Theoretically you are right. Unfortunately, we do not live within the clean Cartesian lines of an ethics treatise or the simple morality of a country preacher's sermon. We live in the world, with all its glorious and ugly subtleties, contradictions, complexities, ambiguities, and above all, compromises.
The typical empty-headed liberal notion of "impose their teachings upon me or the people around me" equates to one's exercising one's right to free speech to proselytize on behalf of religion,
Many members of my family are religious and they constantly try to get me to see the light. I smile politely. Proselytize all you want, please. Just don't outlaw abortion and keep prayer out of schools. Treat gays as you would any other people, and that means you can't fire tham just because they're gay.
What worries blacks, women, gays, and other minorities is not the possibility that the NEA won't fund its art, but that we will return to the repressive political and social climate of yore. The past that some conservatives romanticize as a Golden Era of America was literally a nightmare for people of color and sexual minorities. Blacks and women have not necessarily "forgiven" the president for his misdeeds. They just see him as a better political ally than they see the Republicans attacking him. (That could change, especially with blacks, if George W. Bush runs for president.)
By the way, I am a member of an ethnic minority. I recall watching Pat Buchanan's speech at the Houston GOP convention in 1992. I was physically afraid. I know that a vast (passive) majority of devout Christians in this nation have no interest in interjecting their religious beliefs into the day-to-day governance of America. However, whether on the left or right, the active organized minority always appears to get his way. That's a paraphrase of Lenin.
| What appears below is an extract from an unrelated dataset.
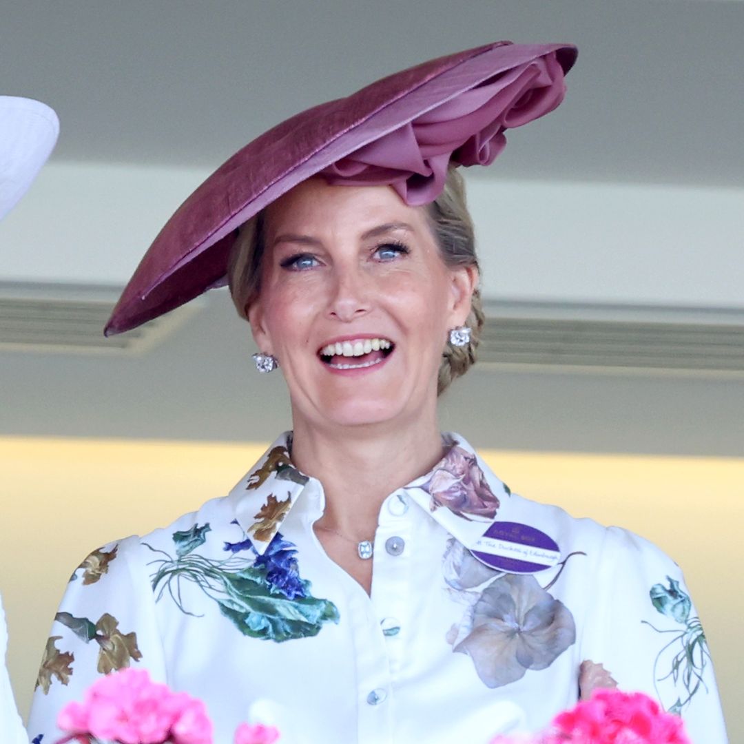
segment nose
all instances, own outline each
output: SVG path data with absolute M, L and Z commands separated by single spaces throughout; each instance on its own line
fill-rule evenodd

When I see the NEA funding works such as "Piss Faggot", or "Kill Homos", then I will entertain the veracity of your statement.
What is this obsession of conservatives with gays? It's like the Nazis with Jews. The Serbians with Bosnians. The Turks with Kurds...etc. Everybody's got their "thing," I guess. Mine: those people who don't make a left when the light turns yellow, leaving both of us stranded in the middle of the intersection.
I know you were being facetious, but your use of such terms is way too flippant, and shows a lack of a key principle of decency--TOLERANCE. I suggest you work on it, since you're so devoted to your own spiritual embetterment.
Your tax money goes for art that you don't like, mine goes for atomic weapons I don't like. I'd rather have my money fund your rendition of "Piss Faggot" or "Kill Homos" than bankrolling corrupt and brutal Third World regimes like Saudi Arabia. That's life. It's pluralistic society, not a purist one, and you're money is going to go towards things you don't like just like mine does. Deal with it. Grow up. And welcome to the real world, my friend.
On a lighter note, the process the NEA uses for deciding what works get funded and presented is complicated, flawed, and elitist. I personally believe the government should get out of the arts game altogether or funnel arts money into established museums. The government deciding what particular art to fund raises too many questions.
I have a few better suggestions. We could divide the country down the middle. Those of the Left get the left side (pleased to be rid of California!), and those of the Right will possess the right. Or perhaps a better idea would be for the liberals to simply move to France and other morally bankrupt countries.
Johannes, mein freund, hast du 'was gegen arme Frankreich? Ich weiss shon dass sie zwei mal diese jahrhundert zum Krieg gekommen sind. Aber jetz haben wir die Europaeische Gemeinschaft und die Kriege sind viele jahre vorbei, nein?
But wait, how about if we get New York? I really like New York and it's a cauldron of sin and homosexuality anyway, so how about if it becomes like our Hong Kong? We'll trade you for Orange County. You can have Montana, too.